The Department of Defence has renewed its long-running fixed telecommunications network contract with Telstra at a cost of $1 billion.
The contract, which will run for at least the next five years, comes just weeks after the former $1.6 billion ‘terrestrial communications services’ contract with the telco expired after an eight year term.
Telstra CEO Andrew Penn and Defence secretary Greg Moriarty will sign the new deal in Canberra later today.
Under the contract, Telstra will “provide the department with leading-edge technology and telco solutions”, including “5G mobile network capability (where available) for Defence personnel”.

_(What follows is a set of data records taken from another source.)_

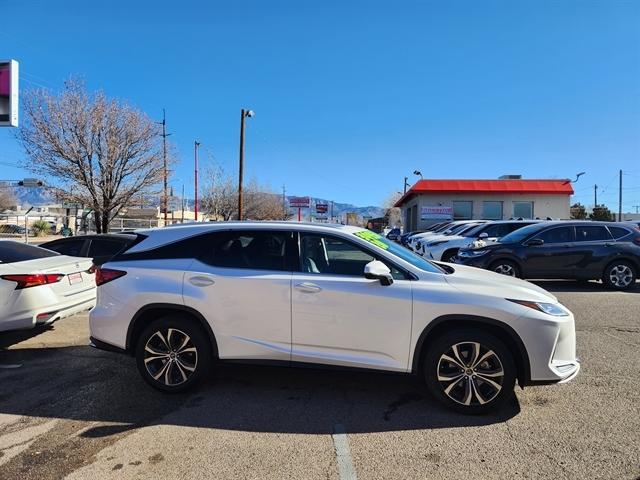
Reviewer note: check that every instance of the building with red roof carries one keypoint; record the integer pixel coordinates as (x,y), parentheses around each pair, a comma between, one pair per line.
(510,196)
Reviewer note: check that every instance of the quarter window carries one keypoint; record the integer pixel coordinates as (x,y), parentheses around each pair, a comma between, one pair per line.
(589,233)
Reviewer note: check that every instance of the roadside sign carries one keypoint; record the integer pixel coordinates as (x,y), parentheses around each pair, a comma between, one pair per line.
(436,213)
(8,93)
(322,207)
(299,202)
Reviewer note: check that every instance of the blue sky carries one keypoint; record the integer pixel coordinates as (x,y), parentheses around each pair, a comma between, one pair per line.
(351,96)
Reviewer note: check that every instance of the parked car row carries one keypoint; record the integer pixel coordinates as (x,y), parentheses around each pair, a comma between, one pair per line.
(537,249)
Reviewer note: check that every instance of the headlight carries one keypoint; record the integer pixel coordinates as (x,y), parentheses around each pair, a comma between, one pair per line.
(433,244)
(554,309)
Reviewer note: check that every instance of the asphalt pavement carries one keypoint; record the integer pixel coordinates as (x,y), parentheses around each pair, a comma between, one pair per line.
(70,411)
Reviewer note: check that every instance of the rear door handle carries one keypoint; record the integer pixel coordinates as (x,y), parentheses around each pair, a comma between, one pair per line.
(308,287)
(201,281)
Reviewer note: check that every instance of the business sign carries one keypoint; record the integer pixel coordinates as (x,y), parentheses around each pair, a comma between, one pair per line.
(322,207)
(8,93)
(436,213)
(299,202)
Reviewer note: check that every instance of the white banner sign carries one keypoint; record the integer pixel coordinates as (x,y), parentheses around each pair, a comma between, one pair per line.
(436,213)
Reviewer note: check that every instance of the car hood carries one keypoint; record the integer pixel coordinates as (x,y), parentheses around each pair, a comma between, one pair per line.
(484,282)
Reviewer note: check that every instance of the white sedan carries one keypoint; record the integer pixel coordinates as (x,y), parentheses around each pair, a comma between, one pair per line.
(181,298)
(38,286)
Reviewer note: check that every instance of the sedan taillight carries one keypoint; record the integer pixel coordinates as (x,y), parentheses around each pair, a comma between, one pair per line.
(104,275)
(33,279)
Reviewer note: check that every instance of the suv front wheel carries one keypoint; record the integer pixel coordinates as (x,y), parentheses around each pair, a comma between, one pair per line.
(470,371)
(173,353)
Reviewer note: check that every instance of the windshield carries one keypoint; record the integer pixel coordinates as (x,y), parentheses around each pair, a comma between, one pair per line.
(398,251)
(518,235)
(474,231)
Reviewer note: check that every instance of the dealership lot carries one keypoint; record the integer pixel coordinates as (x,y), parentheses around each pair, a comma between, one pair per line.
(69,410)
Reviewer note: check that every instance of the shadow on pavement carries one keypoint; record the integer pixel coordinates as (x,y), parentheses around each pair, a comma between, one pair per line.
(575,286)
(80,383)
(10,338)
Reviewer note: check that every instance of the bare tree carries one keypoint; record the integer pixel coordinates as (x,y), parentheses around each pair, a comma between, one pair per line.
(99,152)
(220,198)
(7,199)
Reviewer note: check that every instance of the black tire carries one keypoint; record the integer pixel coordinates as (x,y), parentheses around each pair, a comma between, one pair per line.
(167,337)
(504,266)
(467,388)
(619,275)
(449,255)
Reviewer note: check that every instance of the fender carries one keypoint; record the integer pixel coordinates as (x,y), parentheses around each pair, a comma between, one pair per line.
(521,355)
(169,307)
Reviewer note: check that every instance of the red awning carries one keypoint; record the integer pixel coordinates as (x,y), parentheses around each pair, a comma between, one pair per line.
(540,187)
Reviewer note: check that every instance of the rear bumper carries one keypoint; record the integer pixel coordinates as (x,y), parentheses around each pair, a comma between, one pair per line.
(107,347)
(47,314)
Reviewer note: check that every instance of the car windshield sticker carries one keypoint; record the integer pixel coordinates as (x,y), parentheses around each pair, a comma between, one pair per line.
(372,237)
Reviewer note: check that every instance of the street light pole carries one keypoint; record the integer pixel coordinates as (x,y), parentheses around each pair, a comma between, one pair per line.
(196,144)
(243,114)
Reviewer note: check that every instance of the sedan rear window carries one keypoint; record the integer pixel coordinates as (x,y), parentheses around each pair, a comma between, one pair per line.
(12,252)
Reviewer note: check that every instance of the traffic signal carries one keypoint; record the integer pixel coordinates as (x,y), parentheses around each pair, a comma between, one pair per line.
(8,93)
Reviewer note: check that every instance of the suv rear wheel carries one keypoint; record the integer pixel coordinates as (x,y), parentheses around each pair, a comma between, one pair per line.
(470,371)
(173,353)
(619,275)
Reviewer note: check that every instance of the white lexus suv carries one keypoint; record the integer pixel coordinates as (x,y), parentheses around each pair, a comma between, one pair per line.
(181,298)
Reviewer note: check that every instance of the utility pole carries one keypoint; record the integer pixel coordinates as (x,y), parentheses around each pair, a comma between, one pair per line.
(620,199)
(243,114)
(196,144)
(284,205)
(164,136)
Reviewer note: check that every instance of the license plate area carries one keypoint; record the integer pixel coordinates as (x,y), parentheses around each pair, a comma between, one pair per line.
(75,278)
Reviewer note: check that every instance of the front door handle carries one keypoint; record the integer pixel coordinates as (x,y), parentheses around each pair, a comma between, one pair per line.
(308,287)
(201,281)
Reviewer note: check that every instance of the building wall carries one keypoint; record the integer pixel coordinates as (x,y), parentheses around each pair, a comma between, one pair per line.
(554,206)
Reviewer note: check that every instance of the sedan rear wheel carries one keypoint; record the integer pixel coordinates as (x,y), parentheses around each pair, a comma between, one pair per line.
(619,275)
(470,371)
(173,353)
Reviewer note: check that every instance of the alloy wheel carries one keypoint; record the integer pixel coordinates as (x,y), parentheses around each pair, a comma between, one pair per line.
(470,373)
(621,276)
(170,356)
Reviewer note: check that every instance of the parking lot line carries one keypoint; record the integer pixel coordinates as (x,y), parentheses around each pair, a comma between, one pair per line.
(343,455)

It will also deliver “significantly increased wireless coverage” through wi-fi 6 and “full SD-WAN [software-defined wide area network] and SDN [software-defined network] capabilities to provide more flexible, self-healing and predictive network capabilities”.
The contract – which remains Telstra’s largest with any customer – includes a possible three-year extension option.

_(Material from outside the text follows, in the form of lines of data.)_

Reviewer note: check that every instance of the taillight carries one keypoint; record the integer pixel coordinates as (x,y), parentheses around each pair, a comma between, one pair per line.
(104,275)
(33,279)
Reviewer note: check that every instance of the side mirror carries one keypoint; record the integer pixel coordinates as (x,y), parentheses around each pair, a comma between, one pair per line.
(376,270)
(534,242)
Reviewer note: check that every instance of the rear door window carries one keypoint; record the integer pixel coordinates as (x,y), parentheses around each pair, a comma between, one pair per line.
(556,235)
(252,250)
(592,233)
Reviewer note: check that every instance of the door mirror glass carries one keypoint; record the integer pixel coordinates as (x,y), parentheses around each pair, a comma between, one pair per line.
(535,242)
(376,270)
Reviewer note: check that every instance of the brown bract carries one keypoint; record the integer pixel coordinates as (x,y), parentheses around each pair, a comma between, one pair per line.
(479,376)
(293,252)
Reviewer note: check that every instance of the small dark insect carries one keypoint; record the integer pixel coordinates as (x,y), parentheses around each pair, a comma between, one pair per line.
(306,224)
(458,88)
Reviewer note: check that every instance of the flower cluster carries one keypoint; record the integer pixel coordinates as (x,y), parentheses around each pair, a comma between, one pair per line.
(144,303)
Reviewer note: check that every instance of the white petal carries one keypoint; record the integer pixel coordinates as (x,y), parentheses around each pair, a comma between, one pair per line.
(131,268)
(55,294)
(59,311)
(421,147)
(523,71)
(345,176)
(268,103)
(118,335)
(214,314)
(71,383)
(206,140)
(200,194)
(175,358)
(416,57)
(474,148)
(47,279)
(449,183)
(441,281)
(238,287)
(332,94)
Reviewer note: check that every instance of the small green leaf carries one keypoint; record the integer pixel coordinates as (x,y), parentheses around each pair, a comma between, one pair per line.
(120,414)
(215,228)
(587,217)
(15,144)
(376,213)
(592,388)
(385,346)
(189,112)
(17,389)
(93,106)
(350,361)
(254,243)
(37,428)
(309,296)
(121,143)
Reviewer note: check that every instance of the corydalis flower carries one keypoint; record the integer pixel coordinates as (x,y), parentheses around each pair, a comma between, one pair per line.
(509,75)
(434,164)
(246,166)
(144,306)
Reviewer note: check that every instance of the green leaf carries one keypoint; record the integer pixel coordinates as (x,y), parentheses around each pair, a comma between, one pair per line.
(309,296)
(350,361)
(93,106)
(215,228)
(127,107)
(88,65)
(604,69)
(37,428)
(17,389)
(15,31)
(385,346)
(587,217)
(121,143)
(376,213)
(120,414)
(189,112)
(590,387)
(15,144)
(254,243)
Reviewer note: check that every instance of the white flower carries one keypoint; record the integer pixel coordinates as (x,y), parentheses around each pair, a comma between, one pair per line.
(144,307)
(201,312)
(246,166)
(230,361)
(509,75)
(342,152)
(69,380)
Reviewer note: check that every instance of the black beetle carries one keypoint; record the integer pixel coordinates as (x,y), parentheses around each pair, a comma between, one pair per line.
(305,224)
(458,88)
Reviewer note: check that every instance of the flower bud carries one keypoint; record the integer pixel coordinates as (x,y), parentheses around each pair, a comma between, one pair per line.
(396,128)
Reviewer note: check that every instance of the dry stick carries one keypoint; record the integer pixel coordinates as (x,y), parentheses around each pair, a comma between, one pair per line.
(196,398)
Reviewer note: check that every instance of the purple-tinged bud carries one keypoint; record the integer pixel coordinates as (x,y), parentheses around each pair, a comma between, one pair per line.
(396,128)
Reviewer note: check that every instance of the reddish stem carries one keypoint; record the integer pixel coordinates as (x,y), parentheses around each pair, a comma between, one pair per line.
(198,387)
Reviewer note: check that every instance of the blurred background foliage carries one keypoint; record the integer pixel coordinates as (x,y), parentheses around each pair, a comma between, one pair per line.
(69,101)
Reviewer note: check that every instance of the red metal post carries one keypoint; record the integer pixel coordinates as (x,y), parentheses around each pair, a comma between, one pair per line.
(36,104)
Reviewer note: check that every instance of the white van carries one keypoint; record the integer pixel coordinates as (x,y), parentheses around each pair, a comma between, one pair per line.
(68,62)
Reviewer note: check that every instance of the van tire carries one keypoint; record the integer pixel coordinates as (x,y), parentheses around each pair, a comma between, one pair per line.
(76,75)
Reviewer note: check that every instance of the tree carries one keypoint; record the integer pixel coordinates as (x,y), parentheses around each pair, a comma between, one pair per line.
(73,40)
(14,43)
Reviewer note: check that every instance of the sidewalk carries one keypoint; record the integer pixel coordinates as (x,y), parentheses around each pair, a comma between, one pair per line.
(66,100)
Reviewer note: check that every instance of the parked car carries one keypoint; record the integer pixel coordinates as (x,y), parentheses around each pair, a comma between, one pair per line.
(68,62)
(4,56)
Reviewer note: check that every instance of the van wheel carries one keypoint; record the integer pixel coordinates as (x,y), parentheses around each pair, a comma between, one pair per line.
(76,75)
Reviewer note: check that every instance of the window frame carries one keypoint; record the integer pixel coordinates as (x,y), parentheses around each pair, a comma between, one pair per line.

Announcing the renewal, Penn said Telstra is “very pleased to extend and deepen our partnership with the Department of Defence and use our unique sovereign capabilities, decades of experience, and cutting-edge technology to co-design solutions for today and into the future”.

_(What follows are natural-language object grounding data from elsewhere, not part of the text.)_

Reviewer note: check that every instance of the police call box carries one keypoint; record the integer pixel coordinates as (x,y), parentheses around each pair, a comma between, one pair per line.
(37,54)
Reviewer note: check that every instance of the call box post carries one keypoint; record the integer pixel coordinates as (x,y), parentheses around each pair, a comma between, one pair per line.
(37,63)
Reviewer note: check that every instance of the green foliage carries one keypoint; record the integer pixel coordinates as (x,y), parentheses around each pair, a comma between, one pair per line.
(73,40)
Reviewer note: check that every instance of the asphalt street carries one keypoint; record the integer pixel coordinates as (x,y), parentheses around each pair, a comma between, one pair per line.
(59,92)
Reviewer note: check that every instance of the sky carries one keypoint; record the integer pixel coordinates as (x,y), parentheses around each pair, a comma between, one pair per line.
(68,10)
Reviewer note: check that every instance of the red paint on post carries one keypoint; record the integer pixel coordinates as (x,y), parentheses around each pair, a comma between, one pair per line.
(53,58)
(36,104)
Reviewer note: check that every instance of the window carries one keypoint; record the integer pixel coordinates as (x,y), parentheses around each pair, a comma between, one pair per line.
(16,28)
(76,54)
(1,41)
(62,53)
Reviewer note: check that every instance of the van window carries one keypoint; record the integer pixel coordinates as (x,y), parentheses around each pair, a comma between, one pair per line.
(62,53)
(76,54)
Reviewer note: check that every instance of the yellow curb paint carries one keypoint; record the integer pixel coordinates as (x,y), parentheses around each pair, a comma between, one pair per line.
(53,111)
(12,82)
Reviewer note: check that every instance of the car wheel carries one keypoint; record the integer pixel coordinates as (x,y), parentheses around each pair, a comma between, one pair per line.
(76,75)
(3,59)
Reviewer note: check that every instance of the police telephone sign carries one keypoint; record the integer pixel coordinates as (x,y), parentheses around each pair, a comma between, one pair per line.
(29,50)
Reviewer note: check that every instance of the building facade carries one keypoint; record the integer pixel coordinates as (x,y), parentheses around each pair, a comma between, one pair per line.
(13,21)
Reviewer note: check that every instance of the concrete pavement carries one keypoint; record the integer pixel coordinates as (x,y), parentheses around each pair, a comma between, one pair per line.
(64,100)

“Telstra is committed to working with the Australian Government to ensure a thriving and safe digital economy and society, including ensuring the Department of Defence and Australia Defence Force have access to world-leading technology,” he said.
Telstra was first assigned to build the Defence terrestrial communications network (DTCN) for $1.1 billion in October 2012 to link all of Defence sites and overseas troop deployments to the same network, and integrate its satellite and tactical networks.
But the project has suffered problems for at least the last five years, leading the department to push back initial operating capability (IOC) and final operating capability (FOC) – originally expected in mid-2016 – on several occasions.
As at August, work to deliver the unified communication capability required for the high-speed, IP-based network to reach full operations was continuing, though Defence would not give a revised deadline for completion.
Documents obtained by iTnews under freedom of information laws last year showed Defence had assigned the project a “medium-low” delivery confidence, believing urgent action was necessary to address major risks.